Amazing. I only had a chance to read the README.md but my question is this. What happens if you ask it questions that it could not possibly answer, as in if it were given a picture of the man playing tennis and you asked it what the score was? Is it capable of discerning between questions that cannot be answered (given a particular input) and those that can?
Priors from the language play a much bigger role in the answers that are predicted than the image itself. So for example, if you ask 'What color is ...?', irrespective of the image, it is more likely to spit out colors as the answer. The answers are usually well-aligned with the question that is being asked. 'Yes/no' for binary questions, 'red/blue/etc' for 'What color...', 'tennis/baseball/etc' for 'What sport...' and so on.
Although there is no catch, it's far from perfect and hardly magical.
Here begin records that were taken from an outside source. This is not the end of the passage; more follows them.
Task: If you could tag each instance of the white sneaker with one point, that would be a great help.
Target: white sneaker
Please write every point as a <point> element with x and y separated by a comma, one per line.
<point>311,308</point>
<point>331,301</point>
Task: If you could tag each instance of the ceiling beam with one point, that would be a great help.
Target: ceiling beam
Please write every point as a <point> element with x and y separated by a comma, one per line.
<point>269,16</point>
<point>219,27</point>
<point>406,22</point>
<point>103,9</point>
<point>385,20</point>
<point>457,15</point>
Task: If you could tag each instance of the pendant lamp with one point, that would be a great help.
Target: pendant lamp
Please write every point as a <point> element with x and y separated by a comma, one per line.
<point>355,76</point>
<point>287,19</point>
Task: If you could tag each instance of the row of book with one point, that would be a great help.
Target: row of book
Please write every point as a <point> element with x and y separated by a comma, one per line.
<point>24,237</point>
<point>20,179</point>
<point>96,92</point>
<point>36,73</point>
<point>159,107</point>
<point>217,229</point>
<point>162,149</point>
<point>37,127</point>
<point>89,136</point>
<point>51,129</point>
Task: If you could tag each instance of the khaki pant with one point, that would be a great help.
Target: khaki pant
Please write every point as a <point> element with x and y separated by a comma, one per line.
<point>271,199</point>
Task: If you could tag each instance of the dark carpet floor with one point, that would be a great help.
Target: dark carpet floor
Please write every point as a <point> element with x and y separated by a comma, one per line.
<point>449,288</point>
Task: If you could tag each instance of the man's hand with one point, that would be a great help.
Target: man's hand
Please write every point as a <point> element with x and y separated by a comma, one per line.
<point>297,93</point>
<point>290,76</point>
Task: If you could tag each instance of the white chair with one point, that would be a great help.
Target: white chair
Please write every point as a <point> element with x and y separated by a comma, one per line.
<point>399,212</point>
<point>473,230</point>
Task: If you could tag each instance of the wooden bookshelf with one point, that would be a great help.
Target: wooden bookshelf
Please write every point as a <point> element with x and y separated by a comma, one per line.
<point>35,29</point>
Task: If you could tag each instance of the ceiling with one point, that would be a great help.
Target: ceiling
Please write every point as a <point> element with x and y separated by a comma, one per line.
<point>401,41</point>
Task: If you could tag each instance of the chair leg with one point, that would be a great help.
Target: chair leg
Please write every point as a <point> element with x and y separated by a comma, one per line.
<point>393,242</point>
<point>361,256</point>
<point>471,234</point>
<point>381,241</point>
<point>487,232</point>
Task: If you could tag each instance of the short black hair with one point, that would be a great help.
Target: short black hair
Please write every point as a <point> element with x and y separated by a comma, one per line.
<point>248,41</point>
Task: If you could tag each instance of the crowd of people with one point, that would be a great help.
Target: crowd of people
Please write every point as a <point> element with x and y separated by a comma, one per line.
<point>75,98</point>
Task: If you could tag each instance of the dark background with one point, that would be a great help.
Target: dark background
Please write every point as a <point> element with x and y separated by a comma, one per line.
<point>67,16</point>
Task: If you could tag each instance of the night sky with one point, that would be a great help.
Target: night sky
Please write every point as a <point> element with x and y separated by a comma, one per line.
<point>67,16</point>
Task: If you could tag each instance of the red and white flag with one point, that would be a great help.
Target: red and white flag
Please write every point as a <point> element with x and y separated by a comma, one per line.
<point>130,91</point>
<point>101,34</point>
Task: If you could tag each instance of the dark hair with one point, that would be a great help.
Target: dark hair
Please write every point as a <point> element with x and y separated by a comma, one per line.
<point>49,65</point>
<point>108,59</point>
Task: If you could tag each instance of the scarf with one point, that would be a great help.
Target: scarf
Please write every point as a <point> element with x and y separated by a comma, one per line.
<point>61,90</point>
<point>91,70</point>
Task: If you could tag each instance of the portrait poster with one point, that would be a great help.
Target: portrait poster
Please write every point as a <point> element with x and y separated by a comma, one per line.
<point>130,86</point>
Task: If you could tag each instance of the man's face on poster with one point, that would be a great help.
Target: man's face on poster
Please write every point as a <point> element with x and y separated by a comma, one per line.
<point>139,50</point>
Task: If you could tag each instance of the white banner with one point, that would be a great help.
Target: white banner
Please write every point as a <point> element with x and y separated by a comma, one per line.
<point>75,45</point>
Its accuracy goes up to ~55% on the VQA (http://visualqa.org/) dataset (which is short of state-of-the-art by ~7%).
Did you look at the examples? Many of them are wrong, and others are guessable just from the question (e.g. "What shape is the plate?" I would say "round" without a picture)
I have seen sites using captchas which ask such visual questions thinking that only a human can answer them. This project really makes me doubt the effectiveness of such techniques.
Accuracy is measured as min((number of humans that provided that answer)/3, 1) i.e. 100% accurate if at least 3 humans provided that exact answer, as outlined here: http://visualqa.org/evaluation.html.